What if we took a closer look at Turkey. This has much to do with attaining peace in the true sense in Turkey and ridding our legal system of 12 September coup law. Moreover, over the past sixteen years, never mind riddance from 12 September coup law, on the contrary, coup law has been fortified. While the state should have been democratized, the state has assumed an authoritarian, oppressive structure.

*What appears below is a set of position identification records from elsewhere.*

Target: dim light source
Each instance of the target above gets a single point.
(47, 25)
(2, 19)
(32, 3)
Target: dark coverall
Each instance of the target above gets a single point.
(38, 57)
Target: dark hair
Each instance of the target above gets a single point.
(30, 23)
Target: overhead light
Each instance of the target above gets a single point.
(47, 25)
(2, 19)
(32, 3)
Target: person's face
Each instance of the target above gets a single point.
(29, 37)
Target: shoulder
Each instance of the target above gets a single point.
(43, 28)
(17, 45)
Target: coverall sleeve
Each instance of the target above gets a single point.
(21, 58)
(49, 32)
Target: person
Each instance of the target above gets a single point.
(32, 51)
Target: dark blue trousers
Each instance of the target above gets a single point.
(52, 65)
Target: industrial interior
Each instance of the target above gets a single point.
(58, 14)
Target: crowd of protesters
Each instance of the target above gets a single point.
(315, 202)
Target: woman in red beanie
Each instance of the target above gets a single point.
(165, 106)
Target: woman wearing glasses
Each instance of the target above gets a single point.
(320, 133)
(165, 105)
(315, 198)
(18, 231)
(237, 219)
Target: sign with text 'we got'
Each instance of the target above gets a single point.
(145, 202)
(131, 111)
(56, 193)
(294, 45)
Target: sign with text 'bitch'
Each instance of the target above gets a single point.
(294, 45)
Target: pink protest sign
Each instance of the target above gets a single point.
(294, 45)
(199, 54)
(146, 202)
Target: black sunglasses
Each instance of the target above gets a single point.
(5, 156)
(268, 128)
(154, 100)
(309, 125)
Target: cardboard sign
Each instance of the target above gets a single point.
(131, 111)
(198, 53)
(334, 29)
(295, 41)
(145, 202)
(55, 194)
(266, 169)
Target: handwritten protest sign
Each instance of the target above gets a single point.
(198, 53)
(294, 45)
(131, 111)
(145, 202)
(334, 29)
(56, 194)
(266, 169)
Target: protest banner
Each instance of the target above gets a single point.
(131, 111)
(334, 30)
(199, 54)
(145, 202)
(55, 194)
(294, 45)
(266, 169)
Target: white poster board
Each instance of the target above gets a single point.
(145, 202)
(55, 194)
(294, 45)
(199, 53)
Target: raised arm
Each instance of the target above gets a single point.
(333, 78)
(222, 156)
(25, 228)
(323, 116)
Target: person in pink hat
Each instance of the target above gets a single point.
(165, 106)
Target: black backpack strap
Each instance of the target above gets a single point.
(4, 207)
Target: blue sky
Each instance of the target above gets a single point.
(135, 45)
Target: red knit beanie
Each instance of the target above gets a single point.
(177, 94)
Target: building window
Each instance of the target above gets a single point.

Especially following the 20 July civilian coup, even uttering the word “peace” in Turkey is virtually deemed indicative of your being guilty. The most typical example of this was the expulsion from universities of the academics who called for peace. Violence is deemed to befit the Saturday Mothers. This approach drags the state into the realm of organized crime organizations. We cannot attain our social peace in an environment in which this approach carries on. On the contrary, expectations of attaining our social peace vanish. This, unfortunately, is the truth we experience today in Turkey. A Turkey in which journalists, parliamentarians, civil society leaders, lawyers and students are held in prison is not a democratic Turkey. Those who turn Turkey into a semi-open prison cannot solve problems but create problems.
But none of this should consign us and this country’s intellectuals to pessimism and hopelessness. The truth must not be forgotten that countries in which intellectuals do not boldly fulfil their responsibilities to criticize become corrupt and rot. Criticism is as vital for the political institution as air and as water.
Social Democrats all over the world believe that the welfare state will create productive and happy people and these people will also stand up for peace. Investing in people for a human life.
The path to constructing peace leads through opposition to the policies of intolerance and polarization that are gripping the whole world like a virus.
It is worth struggling for a world in which differences are perceived as a source of richness and not a threat. We know that we are not alone in this struggle.